Both of the longstanding children’s theaters that enliven the Valley’s summer schedule tickle the funnybone while feeding the imagination, but they go about it in quite different ways.

Tom McCabe’s PaintBox Theatre specializes in twisted takes on treasured tales, with three or four adult actor/improvisors playing all the parts on a pop-up stage and lots of audience participation, from shouting out stage directions to coming onstage as extras.

The Majestic Children’s Theater, led by Stephen Petit, likewise stages adaptations of beloved children’s stories, mostly musical versions, with casts of high school and college students and a more formal – and elaborate – approach, on the premise that “children and their families deserve to see their stories given the full theatrical treatment that are given our regular season productions for adults” on the Majestic Theater’s West Springfield stage.

As both troupes entered their final weeks of performance, I asked their directors to preview the upcoming shows, in the context of their respective philosophies.

After a couple of peripatetic seasons, Paintbox has found a solid home at the Williston Theater in Easthampton. This year’s edition of the now-annual pirate show has an added performance next week, preceded by the season’s third production, How Do Dinosaurs Go to School?

McCabe told me he was delighted when Jane Yolen, renowned author and Valley resident, granted permission to give the PaintBox treatment to this entry in her popular How Do Dinosaurs…? picture-book series. As always, he said, he uses the material “to teach a lesson” – in this case, suitable classroom behavior.
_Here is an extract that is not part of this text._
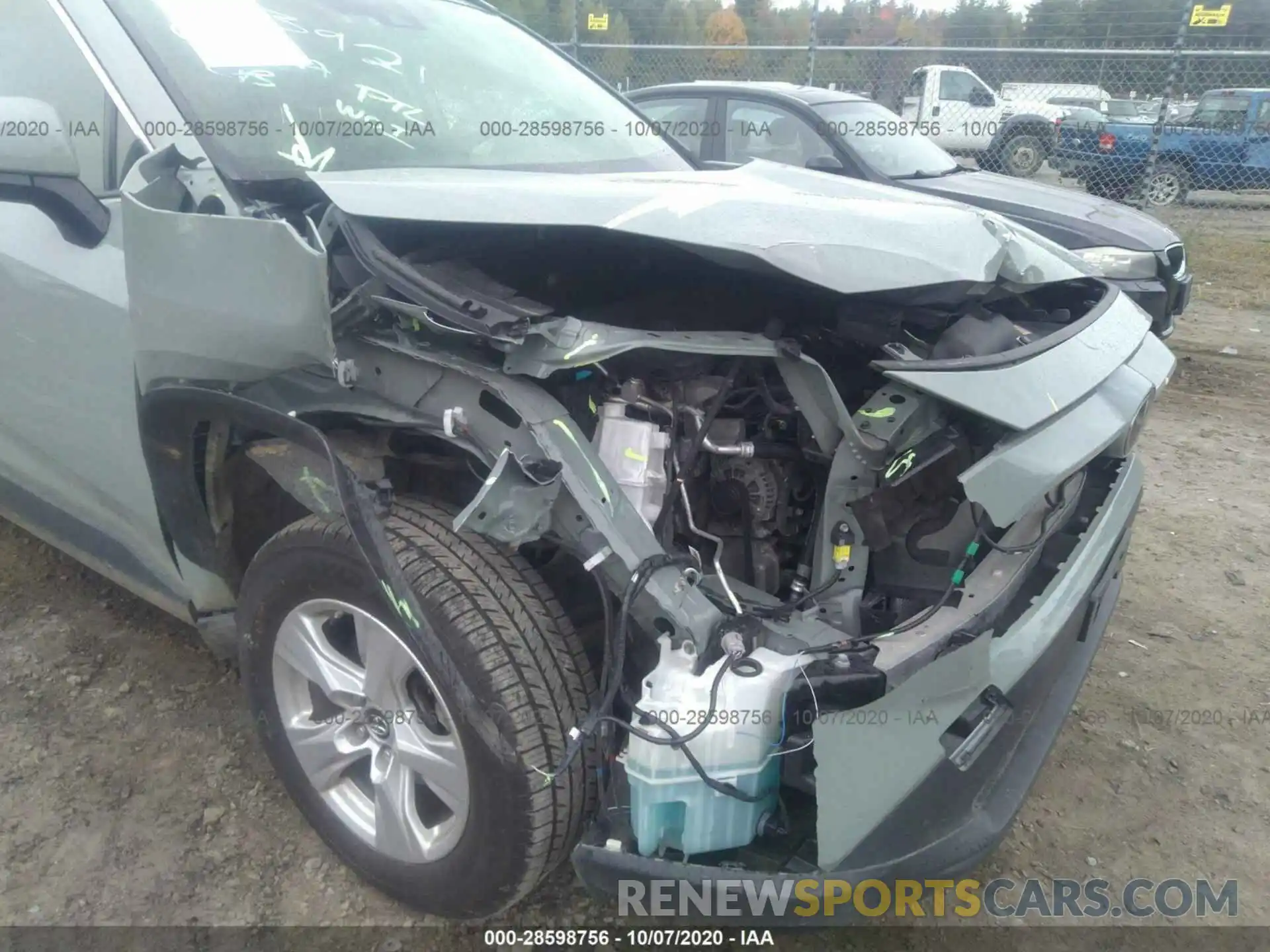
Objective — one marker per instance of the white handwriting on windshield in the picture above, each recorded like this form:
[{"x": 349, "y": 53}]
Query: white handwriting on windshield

In this version, fourth-grader Kevin (Callum LaFrance), known as K, is a troublemaker. The principal (McCabe himself) sends him to the school librarian (Linda Tardif), who sends him home with a book about dinosaurs. In middle of the night he awakes “to discover that he has metamorphosed into a dinosaur.” (Adults in the audience may find some parallels to Kafka.)

There follows a trial (see what I mean?) “to determine if the boy is a true blue – or maybe green – dinosaur, or just a bag of trouble.” In the trial, “a random audience member serves as the judge, the witnesses are members of the audience, adults and children, and the entire audience makes up the jury.”

As in all PaintBox shows, illustrations drawn by local children are projected above the stage throughout the performance. Here, they are “original pictures of dinosaurs of every make and model.”

At the Majestic, Stephen Petit told me, “We don’t do the kind of children’s theater that I saw a lot of growing up, which is minimalistic and tells the kids to ‘use their imagination’ to fill in the gaps of what isn’t on stage.” His productions have “full lights, sets, costumes, props, sounds, music, and, in all three shows this year, puppetry.” This season’s repertoire includes adaptations of two all-time classics, playing in repertory – Dr. Seuss’s The Cat in the Hat and E. B. White’s Charlotte’s Web. (The third production, Disney’s Mulan Jr., ended last week.)

Petit’s shows are not “the type of children’s theater that expects kids to make animal noises or do dance moves from their seats. Nothing against that,” he continues, but his goal is to give families “a chance to relax, have some popcorn and candy, and have a laugh and a nice time with a entertaining story.”

Not that the shows maintain an artificial fourth-wall separation between actors and audience. In The Cat in the Hat, Petit reports, “Kids have been consistently yelling out ‘Behind you!’ or ‘Over there!’ when the Boy and Girl are searching for Thing 1 and Thing 2.” In Charlotte’s Web, Mr. Arable the farmer “steps in and out of the play as the narrator, helping guide children through a notoriously sentimental story.” Wilbur the pig, a puppet, “also includes the audience in on what he’s thinking and feeling, sort of like Big Bird on Sesame Street. I think it’s a good balance.”

Despite their differences – or in part thanks to them – both companies treat children to live, in-person theater that makes unmediated connections between performers and participants, and creates a shared experience for everyone in that magical space.

The Majestic’s founder/director, Danny Eaton, told an interviewer recently, “For many children attending our summer theater, it is the first time they have ever seen a play on the live stage. So you can say we are building a future audience.”

 

PaintBox Theatre: How Do Dinosaurs Go to School? Aug. 3, 4 & 6; Everybody Wants to Be a Pirate, Aug. 7. Performances 10:30 & 1:00, Williston Theater, 18 Payson Ave., Easthampton. paintboxtheatre.org for tickets & info.

Majestic Children’s Theater: The Cat in the Hat, Aug. 4-6; Charlotte’s Web, Aug. 4 & 11-13, 131 Elm Street, West Springfield. Times vary, visit majestictheater.com for tickets & info.